Pantjawarna (Perfected Spelling: Pancawarna; Indonesian for Five Colours) is a 1941 film from the Dutch East Indies (now Indonesia).

==Plot==
A young woman must raise her two daughters, despite several hardships, while her husband is in prison. She is ultimately taken in by the nobleman Raden Gatot, and the two fall in love. After she divorces her former husband, she and Gatot are married. Her former husband, however, upon release from prison, decides to challenge Gatot. Later in the film the mother must choose a good suitor for her daughters.

==Production==
Pantjawarna was produced by Tjho Seng Han and directed by Njoo Cheong Seng for Oriental Film. Njoo had worked for the company since 1940, when he and his wife Fifi Young were signed to produce Kris Mataram.

The film had twelve songs, including works in the kroncong, gambus, and Sundanese styles; for this, it has been called the first musical film in the Dutch East Indies.

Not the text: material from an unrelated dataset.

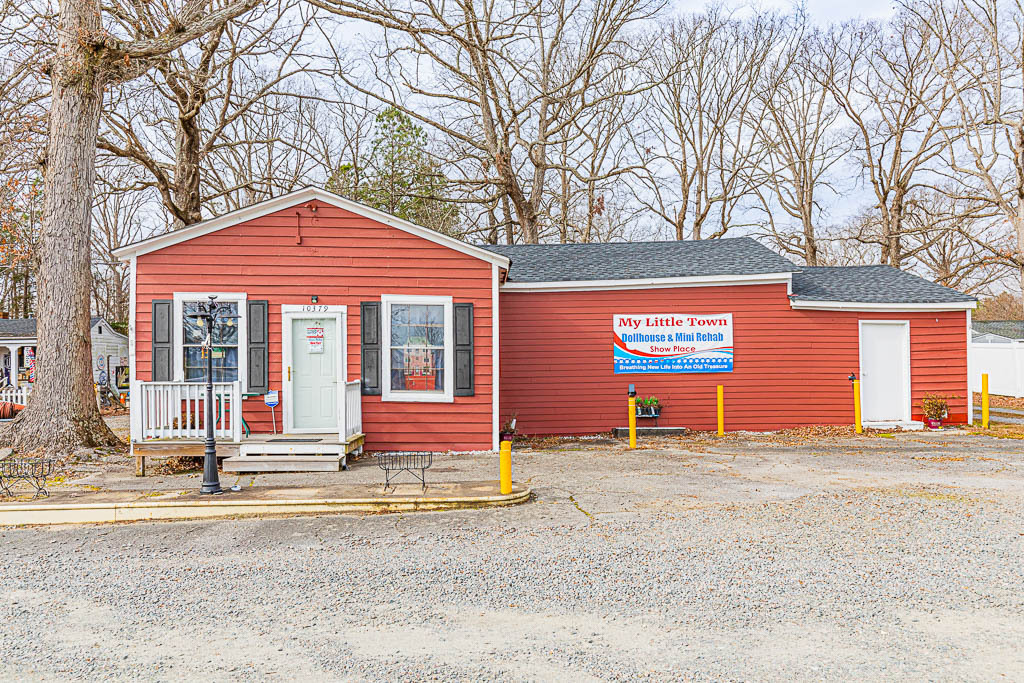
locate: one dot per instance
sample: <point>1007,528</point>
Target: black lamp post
<point>208,313</point>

It starred Young, Mochtar Widjaja, Dhalia, Idris Martha, Omar Rodriga, S Poniman, Siti Aminah, Iyem Cilacap, and Soerip.

==Release and reception==
Pantjawarna was released by March 1941, and rated for viewers over the age of 13. One reviewer, in the Soerabaijasch Handelsblad, described the film as excellent, with good humour and strong dramatic elements; praise was directed in particular to the film's technical aspects and the performances of Dhalia and Young. Another, in the Bataviaasch Nieuwsblad, praised Young's acting.

It was Njoo's last film for Oriental; he and Young migrated to Majestic Film soon afterwards. Oriental closed later in 1941, after releasing a final film, Panggilan Darah (Call of Blood). This film featured Dhalia and Soerip in starring roles, as orphaned sisters who tried to make a living in the colonial capital of Batavia (now Jakarta), and also featured Poniman and Mochtar Widjaja; Only the last of these left the film industry following Oriental's demise; Dhalia, Soerip, and Poniman remained active for several decades.

The film is likely lost. As elsewhere in the world at the time, movies in the Indies were shot on highly flammable nitrate film, and after a fire destroyed much of Produksi Film Negara's warehouse in 1952, old films shot on nitrate were deliberately destroyed. As such, American visual anthropologist Karl G. Heider suggests that all Indonesian films from before 1950 are lost. However, JB Kristanto's Katalog Film Indonesia (Indonesian Film Catalogue) records several as having survived at Sinematek Indonesia's archives, and film historian Misbach Yusa Biran writes that several Japanese propaganda films have survived at the Netherlands Government Information Service.